What significance is there in the fact that all three Abrahamic traditions of faith make much of this paternal willingness to sacrifice an only son, even if the only son in the Jewish tradition is Isaac, the only son in the Christian tradition is (ultimately) Jesus, and the only son in the Islamic tradition is usually identified as Isma‘il?

Arnold Toynbee criticized all the Abrahamic faith traditions for a certain bloody-mindedness, a fierceness surrounding stories of sacrifice very different from the traditions of Mahayana Buddhism that exalt instead a bodhisattva, whose self-sacrifice consists in willingness to put off enlightenment and stay in this world in order to draw others in that direction. Is there not a point to Toynbee’s critique?

Perhaps. But let me sketch very briefly something that I think the three faith traditions have in common when we narrate these stories of the sacrifice of an only son. All three traditions assure us that God intervened, although the way each tradition assures us of that divine intervention is different. In the Israelite tradition, God rescued Isaac and continued Abraham’s promised progeny through him. In the Christian tradition, God does not rescue Jesus from death on the cross, but the New Testament does assure us that in the aftermath of Jesus’ death God “raised him to the heights and bestowed on him the name above all names” (Phil 2:9). The Islamic tradition tells us that the ransomed only son of Ibrahim, Isma‘il, built the Kaaba with Ibrahim and began there the tradition of monotheistic worship among the Arabs, long before the era of Muhammad: “We made covenant with Ibrahim and Isma‘il: ‘Purify My House for those who will process around it and those who will meditate in it and those who will bow and prostrate [there]’” (Koran 2:125).

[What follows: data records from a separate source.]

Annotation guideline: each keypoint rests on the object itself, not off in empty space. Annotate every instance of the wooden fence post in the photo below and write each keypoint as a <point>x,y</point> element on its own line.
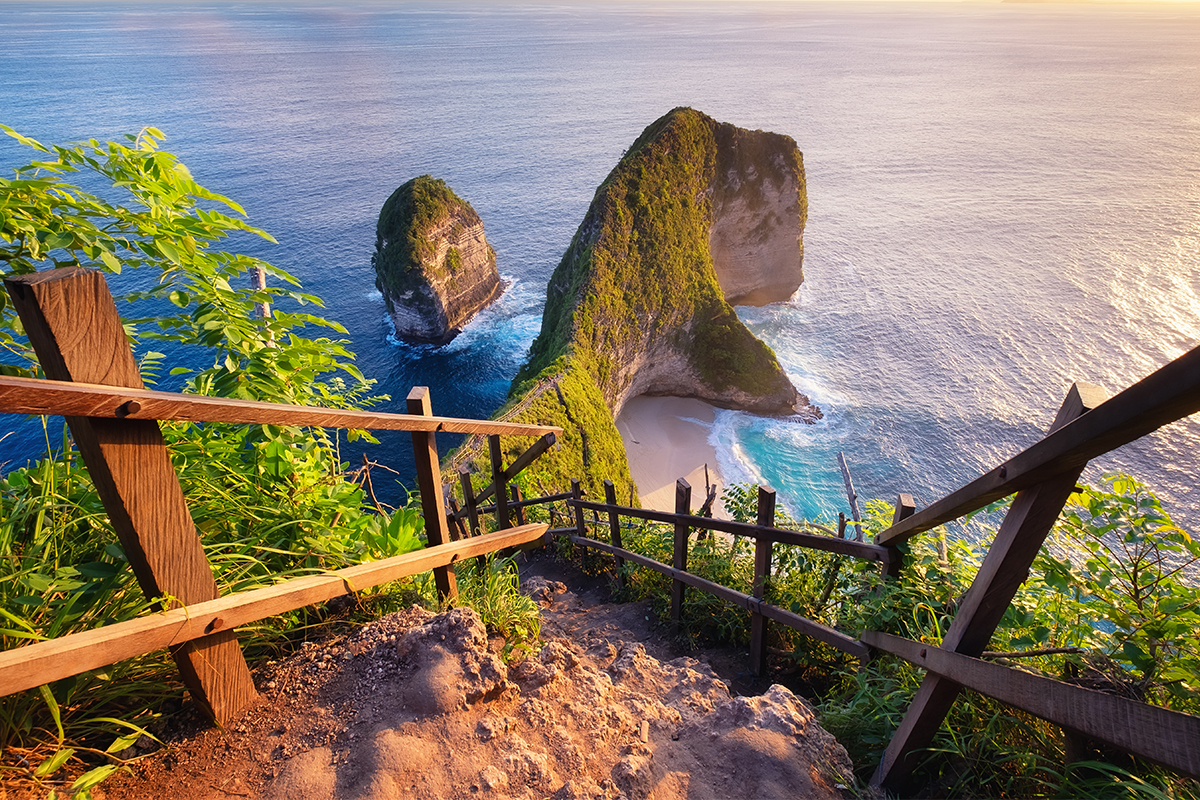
<point>76,331</point>
<point>429,480</point>
<point>1005,569</point>
<point>468,499</point>
<point>905,509</point>
<point>519,509</point>
<point>679,561</point>
<point>610,497</point>
<point>852,497</point>
<point>581,529</point>
<point>762,548</point>
<point>499,483</point>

All three traditions recognize that life in this world always involves death and loss. Each one of us has known that. But all three of these traditions live in hope that death and loss are not the end of the human venture. In the long run—sometimes, alas, the very long run—there is God who rescues us from death, who redeems our loss. All three traditions bear witness to that hope.

Back to My Abrahams

Ibrahim A. has faced many tragedies in his family, including the death a few years ago of his only sister. His sister and her unemployed husband had four sons; and when the widower remarried a few years ago, his new wife did not want those four sons in her household. Ibrahim has taken them in and feeds and educates them along with his own four children. I think of Ibrahim A. as a living saint.

Dr. Khalil K. lives, as do all Lebanese, with the struggles of the contemporary Middle East as they affect Lebanon. This “friend of God” is a friend as well to the students at Université Saint-Joseph (Shiite and Maronite, Sunni and Orthodox), who lost their support for university tuition when their homes were bombed in the Israeli incursion into southern Lebanon in summer 2006. Together with the rector of the university, Dr. Khalil K. has raised money to help them continue their education.

Of Abraham Lincoln, who can say enough? Lincoln was not much of a churchgoer. But he risked his life and finally lost his life to save the Union and to bring freedom to slaves. “As I would not be a slave,” he wrote, “so I would not be a master.” There have been few people in the history of the world, or in the history of our country, who better deserved the name “father of faith” than did Lincoln. He delivered this country from its foundational sin: he led us out of the twin horrors of being slaves or owning slaves.

These three Abrahams continue to embody the faith of the patriarch Abraham, the faith that moves mountains, the faith that is reckoned to them by God as righteousness.